Customer Experience (CX) deserves a voice at an agency’s senior levels. Putting CX at the forefront of policy-making decisions will have the most positive impact for customers. Elevating CX is how the Department of Education’s Federal Student Aid (FSA) champions the 22 million applicants seeking $150 billion in education loans each year. Brenda Wensil, Chief Customer Experience Officer at FSA, shared her insights with DigitalGov University in a July 28, 2015, webinar about the establishment of the FSA CX Team.
The Department of Education was spurred by the financial crisis of 2008-09 to move from working strictly with banks to functioning as a direct lender to students seeking loans. FSA is the largest provider of grants, loans, and work-study funds in the U.S. Wensil, with her background in banking, came to FSA with the conviction that a strong CX program would pull different business lines together so they’d function well in this new space. Customer advocacy is the prime responsibility of her group.

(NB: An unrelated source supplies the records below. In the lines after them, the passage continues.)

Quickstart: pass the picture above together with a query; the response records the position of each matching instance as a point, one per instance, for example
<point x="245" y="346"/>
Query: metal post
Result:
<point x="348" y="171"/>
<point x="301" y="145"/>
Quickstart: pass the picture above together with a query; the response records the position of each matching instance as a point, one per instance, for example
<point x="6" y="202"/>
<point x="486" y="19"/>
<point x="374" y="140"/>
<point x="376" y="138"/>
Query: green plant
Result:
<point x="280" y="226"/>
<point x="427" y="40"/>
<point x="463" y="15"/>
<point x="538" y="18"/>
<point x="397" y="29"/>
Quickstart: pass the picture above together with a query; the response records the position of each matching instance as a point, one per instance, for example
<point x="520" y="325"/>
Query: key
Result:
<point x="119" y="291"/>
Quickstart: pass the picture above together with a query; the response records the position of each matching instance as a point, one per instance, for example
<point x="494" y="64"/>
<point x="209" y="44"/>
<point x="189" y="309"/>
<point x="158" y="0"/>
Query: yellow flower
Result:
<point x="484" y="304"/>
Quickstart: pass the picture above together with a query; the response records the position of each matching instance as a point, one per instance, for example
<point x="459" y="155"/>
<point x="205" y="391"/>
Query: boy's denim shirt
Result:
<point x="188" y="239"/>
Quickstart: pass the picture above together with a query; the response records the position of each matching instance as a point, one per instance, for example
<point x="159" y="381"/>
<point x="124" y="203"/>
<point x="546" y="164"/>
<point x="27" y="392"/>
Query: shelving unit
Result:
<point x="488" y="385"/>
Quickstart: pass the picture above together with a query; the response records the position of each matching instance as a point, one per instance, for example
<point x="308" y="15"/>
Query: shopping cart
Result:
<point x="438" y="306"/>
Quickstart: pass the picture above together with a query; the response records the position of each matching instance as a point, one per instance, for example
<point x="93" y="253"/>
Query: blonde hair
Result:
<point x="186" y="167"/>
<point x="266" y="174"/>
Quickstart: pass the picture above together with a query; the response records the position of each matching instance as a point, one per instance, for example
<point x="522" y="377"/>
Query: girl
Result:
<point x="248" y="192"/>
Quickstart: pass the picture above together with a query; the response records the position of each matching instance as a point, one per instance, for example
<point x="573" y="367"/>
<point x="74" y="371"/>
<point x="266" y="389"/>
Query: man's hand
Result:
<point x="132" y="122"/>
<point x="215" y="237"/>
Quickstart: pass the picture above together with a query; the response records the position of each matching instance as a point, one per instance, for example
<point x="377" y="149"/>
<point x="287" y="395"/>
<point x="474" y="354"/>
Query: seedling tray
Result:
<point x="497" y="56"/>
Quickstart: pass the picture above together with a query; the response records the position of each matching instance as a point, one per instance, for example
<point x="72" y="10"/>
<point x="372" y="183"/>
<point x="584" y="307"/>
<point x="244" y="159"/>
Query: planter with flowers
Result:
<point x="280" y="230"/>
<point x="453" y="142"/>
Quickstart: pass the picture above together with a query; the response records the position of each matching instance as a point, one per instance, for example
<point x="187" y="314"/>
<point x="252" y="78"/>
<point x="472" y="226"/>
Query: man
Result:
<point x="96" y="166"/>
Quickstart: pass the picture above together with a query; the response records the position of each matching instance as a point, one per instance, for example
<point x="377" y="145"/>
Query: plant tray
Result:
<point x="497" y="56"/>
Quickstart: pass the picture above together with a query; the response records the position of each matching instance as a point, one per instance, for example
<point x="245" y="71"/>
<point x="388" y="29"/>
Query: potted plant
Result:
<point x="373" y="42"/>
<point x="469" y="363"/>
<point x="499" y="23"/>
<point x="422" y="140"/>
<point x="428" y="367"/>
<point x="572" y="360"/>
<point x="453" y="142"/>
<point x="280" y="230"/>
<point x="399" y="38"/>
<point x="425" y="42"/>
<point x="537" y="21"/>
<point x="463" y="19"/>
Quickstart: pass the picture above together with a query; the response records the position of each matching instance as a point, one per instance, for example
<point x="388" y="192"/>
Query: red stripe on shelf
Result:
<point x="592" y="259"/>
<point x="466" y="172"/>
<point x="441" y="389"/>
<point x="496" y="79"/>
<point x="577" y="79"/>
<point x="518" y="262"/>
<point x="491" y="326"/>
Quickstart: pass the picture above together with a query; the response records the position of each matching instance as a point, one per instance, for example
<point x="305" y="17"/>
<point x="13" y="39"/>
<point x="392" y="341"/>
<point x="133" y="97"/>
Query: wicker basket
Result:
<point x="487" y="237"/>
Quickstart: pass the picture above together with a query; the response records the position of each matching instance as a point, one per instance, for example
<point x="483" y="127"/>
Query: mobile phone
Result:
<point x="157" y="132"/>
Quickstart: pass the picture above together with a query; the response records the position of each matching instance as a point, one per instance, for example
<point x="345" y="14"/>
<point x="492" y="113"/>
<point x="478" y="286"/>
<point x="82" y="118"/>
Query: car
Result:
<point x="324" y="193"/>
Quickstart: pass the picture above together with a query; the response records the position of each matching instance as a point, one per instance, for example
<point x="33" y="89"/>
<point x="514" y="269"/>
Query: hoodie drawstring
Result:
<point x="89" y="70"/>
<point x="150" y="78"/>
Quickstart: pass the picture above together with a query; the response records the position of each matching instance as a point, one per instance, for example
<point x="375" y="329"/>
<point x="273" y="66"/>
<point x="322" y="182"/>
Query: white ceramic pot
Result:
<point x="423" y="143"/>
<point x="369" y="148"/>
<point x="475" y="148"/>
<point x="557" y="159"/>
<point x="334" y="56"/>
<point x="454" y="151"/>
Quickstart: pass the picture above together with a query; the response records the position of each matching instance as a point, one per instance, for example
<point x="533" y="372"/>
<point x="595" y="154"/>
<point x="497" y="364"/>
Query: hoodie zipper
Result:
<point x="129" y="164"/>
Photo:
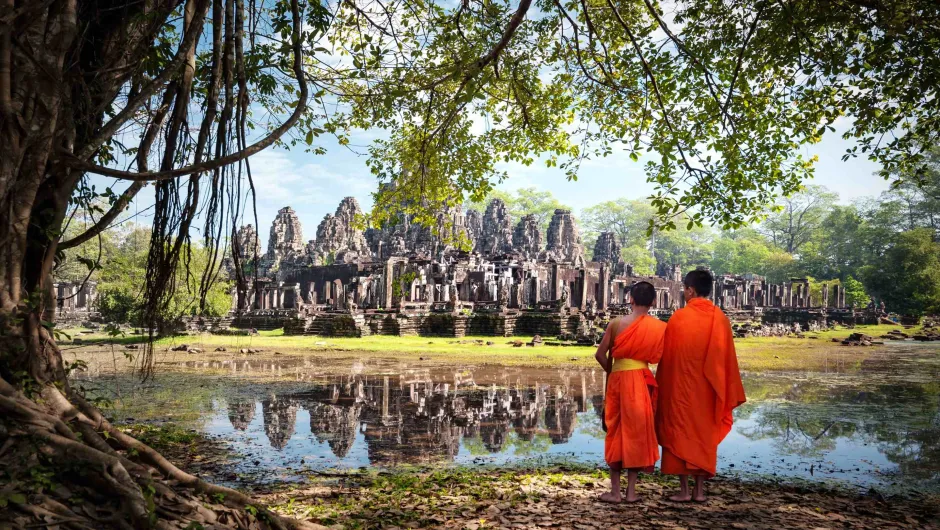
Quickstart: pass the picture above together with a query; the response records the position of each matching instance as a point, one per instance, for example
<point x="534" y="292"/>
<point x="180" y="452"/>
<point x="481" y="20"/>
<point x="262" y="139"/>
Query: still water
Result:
<point x="876" y="424"/>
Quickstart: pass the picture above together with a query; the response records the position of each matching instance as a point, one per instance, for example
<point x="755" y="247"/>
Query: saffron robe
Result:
<point x="699" y="387"/>
<point x="630" y="404"/>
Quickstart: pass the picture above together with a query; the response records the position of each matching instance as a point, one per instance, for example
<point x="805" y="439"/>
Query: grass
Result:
<point x="813" y="351"/>
<point x="566" y="495"/>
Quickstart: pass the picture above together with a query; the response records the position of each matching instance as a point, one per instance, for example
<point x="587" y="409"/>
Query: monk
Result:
<point x="699" y="386"/>
<point x="634" y="341"/>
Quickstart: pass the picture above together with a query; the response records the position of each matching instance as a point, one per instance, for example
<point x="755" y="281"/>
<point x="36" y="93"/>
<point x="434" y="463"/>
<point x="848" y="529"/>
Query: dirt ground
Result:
<point x="567" y="498"/>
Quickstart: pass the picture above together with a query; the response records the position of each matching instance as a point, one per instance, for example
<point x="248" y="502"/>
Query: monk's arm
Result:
<point x="604" y="347"/>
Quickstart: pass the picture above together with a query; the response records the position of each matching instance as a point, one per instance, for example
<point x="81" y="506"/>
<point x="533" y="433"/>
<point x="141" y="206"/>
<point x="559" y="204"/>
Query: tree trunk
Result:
<point x="49" y="106"/>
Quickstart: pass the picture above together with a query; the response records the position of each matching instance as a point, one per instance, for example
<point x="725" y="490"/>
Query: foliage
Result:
<point x="719" y="97"/>
<point x="798" y="217"/>
<point x="855" y="295"/>
<point x="75" y="264"/>
<point x="524" y="201"/>
<point x="689" y="248"/>
<point x="628" y="219"/>
<point x="908" y="277"/>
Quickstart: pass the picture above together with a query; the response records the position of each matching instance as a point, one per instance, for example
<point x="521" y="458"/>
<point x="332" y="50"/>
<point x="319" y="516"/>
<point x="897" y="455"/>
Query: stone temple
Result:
<point x="405" y="278"/>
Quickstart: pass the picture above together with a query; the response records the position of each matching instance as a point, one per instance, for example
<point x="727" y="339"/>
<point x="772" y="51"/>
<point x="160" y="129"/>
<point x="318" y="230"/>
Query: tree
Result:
<point x="640" y="258"/>
<point x="723" y="94"/>
<point x="907" y="279"/>
<point x="741" y="252"/>
<point x="628" y="219"/>
<point x="525" y="201"/>
<point x="836" y="249"/>
<point x="799" y="217"/>
<point x="121" y="277"/>
<point x="689" y="248"/>
<point x="181" y="92"/>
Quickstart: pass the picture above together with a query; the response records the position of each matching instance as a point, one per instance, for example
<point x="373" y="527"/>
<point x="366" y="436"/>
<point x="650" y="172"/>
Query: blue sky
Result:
<point x="313" y="185"/>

The CX team is small and dedicated, with only 106 of 1,200 total FSA employees, but it has a huge impact in five key ways:
- Awareness & Outreach Group—centralizes all marketing, print production, etc.
- Ombudsman Group—handles the most difficult issues
- Student Experience Group—manages loan application process (FAFSA); owns budget, program delivery, policy
- School Experience Group—deals directly with colleges
- Customer Analytics Group—uses data from across the organization to build business cases and make decisions
Strategic priorities, such as the following, guide their work:
- Maintain disciplined budget management and work closely with the CFO
- Clearly define business functions
- Have a strong social media strategy since it’s an important channel for student customers
- Create an efficient, easy, one-stop-shop for users at all phases of the borrower life-cycle
What makes it work?
First, there is the aforementioned seat at the table with senior leadership, which enables integration of CX into policies and processes agency-wide. Two other components worth discussing are the digital experience and the use of return on investment (ROI) to prioritize FSA’s actions.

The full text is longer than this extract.